Israël. 1000 startups lancées par des ex de l’Unité 8200.

Un article de Stéphane Benoit-Godet. (Le Temps). Une incorporation dans l’Unité 8200 fait l’objet d’un processus de sélection exigeant. «Le processus débute quand on a environ 17 ans. Hormis les tests de quotient intellectuel, l’armée ne cherche pas des profils expérimentés, mais posés et capables d’assimiler beaucoup de choses rapidement, dont plusieurs autres langues», conclut Inbal Arieli. C’est-à-dire, apprendre à «parler» notamment différents dialectes de programmation informatique.

Depuis des décennies, les anciens de 8200 essaiment dans les start-up de la Silicon Wadi, un bassin high-tech qui se concentre autour de Haïfa, la capitale économique de l’Etat hébreu, et à Jérusalem. Cette crème de la crème technologique compterait entre 5000 et 7500 membres. C’est la plus grande unité martiale de renseignement d’Israël. On estime à 1000 le nombre de pépites lancées à ce jour par ses anciens agents secrets, version 2.0.

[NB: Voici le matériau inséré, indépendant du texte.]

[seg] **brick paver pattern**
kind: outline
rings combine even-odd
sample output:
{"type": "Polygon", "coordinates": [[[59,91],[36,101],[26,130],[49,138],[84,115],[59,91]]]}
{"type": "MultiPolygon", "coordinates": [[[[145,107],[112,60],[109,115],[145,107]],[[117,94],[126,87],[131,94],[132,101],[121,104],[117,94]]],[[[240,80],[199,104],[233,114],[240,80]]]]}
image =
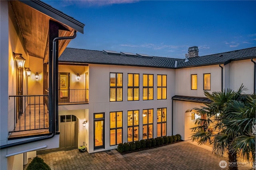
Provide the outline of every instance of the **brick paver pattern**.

«L’Unité est un véritable accélérateur d’idées. CheckPoint, Waze ou encore Mirabilis ont tous été incubés chez 8200», indique Ygal*, un officier haut gradé de ce club d’entrepreneurs en puissance, financé par l’armée, et dont l’existence était classée secret d’Etat jusqu’au début des années 1990.

Une cyberécole martiale

La légendaire unité coopère avec les services de contre-espionnage étrangers, notamment américains. «Quand ils viennent en Israël, ces derniers s’étonnent souvent de voir des petits jeunes gérer seuls des projets normalement dévolus à des spécialistes beaucoup plus expérimentés. En intégrant 8200, on s’engage à travailler quotidiennement 18 heures par jour, sept jours sur sept», témoigne Ygal. Cette antichambre à «licornes» serait, paradoxalement, une hiérarchie militaire assez plate, où l’on encourage la remise en question des décisions de son supérieur. «Si l’on se trompe, mais que l’on peut justifier son erreur, personne n’est sanctionné», relève-t-il.

Le réseau 8200 irrigue aujourd’hui tous les secteurs high-tech de la Silicon Wadi. C’est surtout un passeport pour l’emploi, qui ouvre toutes les portes. Dont celles de Sixgill, spécialisé dans l’observation des pirates informatiques qui gravitent dans le Dark Web. «Je puise essentiellement mes nouvelles recrues parmi des vétérans de cette unité, même si je n’en ai personnellement jamais fait partie», souligne Avi Kasztan, cofondateur de l’entreprise qui affiche une croissance trimestrielle de 300% depuis son lancement en 2014.